Arising from the inherent discrepancy in the power relations between doctors and patients, compounded by the highly gendered landscape within which cosmetic surgery practices play out, is an endless ground to invent new defects and, correspondingly, new interventions to correct them, inciting further anxieties in already existing clients while simultaneously broadening its markets to younger women, adolescents, men and diverse ethnic groups.            

Hence, what is interesting is that despite numerous testimonials that cosmetic surgery is sought out as a means to authenticity – alleviating psychological distress caused by perceived flaws in appearance, there is ambivalent evidence on the overall positive psychological and social impact of cosmetic surgery, nor any clear evidence on how long any reported positive impacts will last. Evidence suggests that cosmetic surgery may offer a superficial fix targeting a particular instantiation of body shame, while, at the same time, ultimately exacerbating overall body dissatisfaction.

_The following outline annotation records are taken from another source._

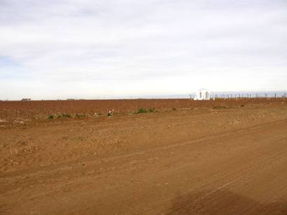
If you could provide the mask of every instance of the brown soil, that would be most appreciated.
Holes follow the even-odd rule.
[[[145,101],[1,102],[0,214],[287,214],[286,101]]]

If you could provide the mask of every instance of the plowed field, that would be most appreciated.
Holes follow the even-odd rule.
[[[287,214],[286,100],[15,101],[0,112],[0,214]]]

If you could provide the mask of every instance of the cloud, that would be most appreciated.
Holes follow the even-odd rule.
[[[285,1],[0,0],[0,99],[285,90],[286,20]]]

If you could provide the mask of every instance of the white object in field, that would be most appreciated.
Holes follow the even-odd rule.
[[[194,100],[209,100],[210,92],[206,89],[200,89],[197,93]]]

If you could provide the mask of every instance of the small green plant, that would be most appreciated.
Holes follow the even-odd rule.
[[[78,118],[83,118],[85,117],[85,114],[76,114],[76,117]]]
[[[148,110],[148,112],[155,112],[155,108],[150,108],[150,109]]]
[[[224,108],[227,108],[226,106],[214,106],[214,109],[224,109]]]
[[[62,114],[57,116],[57,118],[71,118],[71,115],[70,114]]]
[[[145,113],[145,112],[146,112],[146,110],[143,108],[141,108],[137,110],[137,112],[136,113],[136,114],[143,114],[143,113]]]
[[[66,118],[71,118],[71,115],[70,114],[62,114],[62,117],[66,117]]]

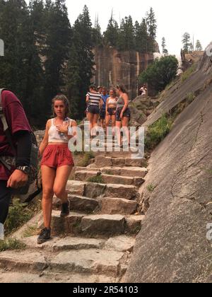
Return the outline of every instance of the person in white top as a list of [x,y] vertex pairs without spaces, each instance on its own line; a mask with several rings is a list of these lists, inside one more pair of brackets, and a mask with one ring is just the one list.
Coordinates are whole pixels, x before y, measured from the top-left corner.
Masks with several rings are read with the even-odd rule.
[[112,127],[113,128],[116,125],[117,106],[117,98],[116,96],[116,91],[114,88],[111,88],[110,91],[110,97],[107,98],[106,103],[105,124],[107,127],[109,127],[110,121],[112,121]]
[[45,135],[40,146],[42,182],[42,211],[44,229],[37,239],[42,244],[51,238],[51,220],[54,194],[61,200],[61,216],[69,214],[67,181],[74,166],[72,154],[68,147],[69,139],[76,136],[76,122],[67,117],[69,100],[64,95],[52,100],[54,119],[48,120]]
[[146,92],[147,92],[147,88],[146,88],[146,86],[143,85],[140,88],[140,93],[141,93],[141,96],[146,96]]

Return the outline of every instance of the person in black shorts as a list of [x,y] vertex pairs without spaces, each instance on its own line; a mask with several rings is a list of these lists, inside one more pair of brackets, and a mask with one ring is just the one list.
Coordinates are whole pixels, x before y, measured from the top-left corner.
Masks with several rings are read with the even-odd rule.
[[88,104],[88,120],[90,122],[91,136],[95,135],[95,128],[98,126],[98,120],[100,115],[100,107],[102,105],[101,95],[95,91],[95,86],[90,86],[90,92],[86,95],[86,103]]
[[[124,85],[117,86],[117,94],[119,95],[116,110],[116,127],[120,129],[123,128],[127,136],[128,144],[129,143],[129,132],[128,129],[131,117],[131,112],[129,108],[129,96]],[[118,130],[119,130],[118,129]],[[121,133],[118,135],[119,144],[121,145]]]
[[[112,127],[114,128],[116,125],[116,110],[117,106],[117,98],[116,96],[116,90],[114,88],[110,91],[110,97],[106,103],[106,117],[105,124],[109,127],[110,122],[112,121]],[[113,129],[114,132],[114,129]]]
[[106,116],[106,103],[107,100],[109,98],[109,95],[107,94],[107,91],[105,87],[102,88],[102,105],[100,108],[100,124],[102,128],[105,128],[105,116]]

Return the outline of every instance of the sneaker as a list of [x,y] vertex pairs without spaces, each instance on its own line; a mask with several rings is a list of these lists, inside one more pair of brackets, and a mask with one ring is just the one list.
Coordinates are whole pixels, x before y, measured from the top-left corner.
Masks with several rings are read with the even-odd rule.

In fact, the argument that cosmetic surgery is psychologically beneficial is extremely problematic and fraught with contradictions. Surgeons are regularly advised not to operate on those who suffer from mental health issues, especially Body Dysmorphia Disorder (BDD), a psychopathology where one’s experience of one’s own body is grossly negative and necessarily ‘inauthentic’—at odds with what, by ‘normal’ standards, would be considered ‘ordinary’ or even ‘attractive’. These individuals are unlikely to be satisfied with the results of their surgeries, nor to experience any relief from their psychological suffering. However, while rejecting those with BDD as potential candidates for surgery, some surgeons simultaneously encourage BDD-like behavior in their ‘healthy’ and ‘suitable’ patients who turn to surgery as a result of dissatisfaction with minor or even imperceptible flaws in otherwise normal appearance. As a more honest surgeon remarks: “Plastic surgery sharpens your eyesight … You get something done, suddenly you’re looking in the mirror every five minutes—at imperfections nobody else can see.”[2] Indeed, a common mantra for women who undergo these sorts of procedures is: “You might not notice it … but I do.”[3]


[1] Bordo, "Twenty Years in the Twilight Zone," 28.

[2] Quoted in: Bordo, "Twenty Years in the Twilight Zone," 26-27.

[3] Eva Wiseman, "Would Madam Like a Nose Job with Her Sandwich," The Observer Magazine 2010, 56. Emphasis added.